Schaegan had been necessary to pull the caper, but his usefulness was at an end. She got in touch with the one called Stevie, and had asked him to come down and do a job on Schaegan. With Schaegan dead, no one would be able to hook her up with the boss job in the syndicate.

Stevie had arrived before I had, and he was waiting around, staying out of Schaegan’s sight, waiting for Beth to set the stage properly. My showing up was a complication.
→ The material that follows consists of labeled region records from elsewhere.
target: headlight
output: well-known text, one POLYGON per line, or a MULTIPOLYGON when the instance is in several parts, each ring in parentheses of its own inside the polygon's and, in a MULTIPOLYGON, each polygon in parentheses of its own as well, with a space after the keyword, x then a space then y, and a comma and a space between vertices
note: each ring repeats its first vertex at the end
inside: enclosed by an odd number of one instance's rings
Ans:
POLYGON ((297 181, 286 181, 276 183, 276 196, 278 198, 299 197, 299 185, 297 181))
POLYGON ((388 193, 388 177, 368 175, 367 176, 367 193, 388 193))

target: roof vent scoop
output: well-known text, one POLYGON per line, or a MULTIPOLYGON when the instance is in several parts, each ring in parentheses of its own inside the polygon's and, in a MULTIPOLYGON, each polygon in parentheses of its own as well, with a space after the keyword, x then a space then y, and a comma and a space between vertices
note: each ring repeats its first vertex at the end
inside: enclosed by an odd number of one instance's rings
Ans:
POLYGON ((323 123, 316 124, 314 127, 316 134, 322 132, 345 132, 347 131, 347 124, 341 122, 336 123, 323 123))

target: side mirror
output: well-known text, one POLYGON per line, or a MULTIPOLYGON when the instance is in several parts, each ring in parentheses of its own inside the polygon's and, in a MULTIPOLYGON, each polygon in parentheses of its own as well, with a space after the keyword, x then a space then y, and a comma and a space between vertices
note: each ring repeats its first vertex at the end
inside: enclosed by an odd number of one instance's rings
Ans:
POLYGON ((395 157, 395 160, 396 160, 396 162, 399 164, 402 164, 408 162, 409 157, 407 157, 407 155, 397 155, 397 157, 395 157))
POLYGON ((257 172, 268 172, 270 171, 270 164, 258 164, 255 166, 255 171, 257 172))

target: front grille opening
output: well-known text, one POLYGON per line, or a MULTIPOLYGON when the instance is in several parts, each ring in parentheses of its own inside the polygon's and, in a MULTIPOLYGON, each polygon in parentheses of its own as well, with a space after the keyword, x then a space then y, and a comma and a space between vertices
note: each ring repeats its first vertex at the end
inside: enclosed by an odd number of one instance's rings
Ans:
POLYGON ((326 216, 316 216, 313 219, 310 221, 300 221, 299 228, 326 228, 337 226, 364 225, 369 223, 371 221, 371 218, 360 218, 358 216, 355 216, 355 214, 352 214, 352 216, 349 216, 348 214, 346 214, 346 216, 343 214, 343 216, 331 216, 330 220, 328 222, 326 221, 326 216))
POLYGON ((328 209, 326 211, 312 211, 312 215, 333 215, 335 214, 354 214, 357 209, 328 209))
She saw that I might make the best way of getting back to the states and getting out of sight. But Schaegan had to be out of the way. I moved too fast. She sent Stevie up to the cottage to knock me out and kill Schaegan. When she arrived Schaegan wasn’t dead. He was talking. And I was listening.

So she did both jobs at once.

Fred, on the other side of the booth, frowned at me. “It seems to fit, Burns, but how the hell did you catch on?”

“I didn’t get it until Schaegan was dead. And then a few things clicked. The only place Stevie could have gotten the gun was out of that big straw shoulder-bag Beth took down to the pool. And in her Mississippi girlhood she had learned to be a good shot. She forgot that I knew that from our early amusement-park evenings. At a distance of nine feet, she could hardly kill Schaegan by accident.”

“You think she would have married you?”

“Certainly. And one fine day when the heat was off, she would have gone.”

Fred sighed. “I’m always after grubby little characters that don’t wash and speak baritone. What sort of luck do you have to have to go after a dish like Beth?”

I couldn’t answer that. But if Bill had attended the hearing sixty days later, he wouldn’t have been as intrigued.

Beth had gained twenty pounds on the starchy prison food. Her dead-white face was bloated and puffy. She made a full confession in a flat, monotonous voice without once looking toward me.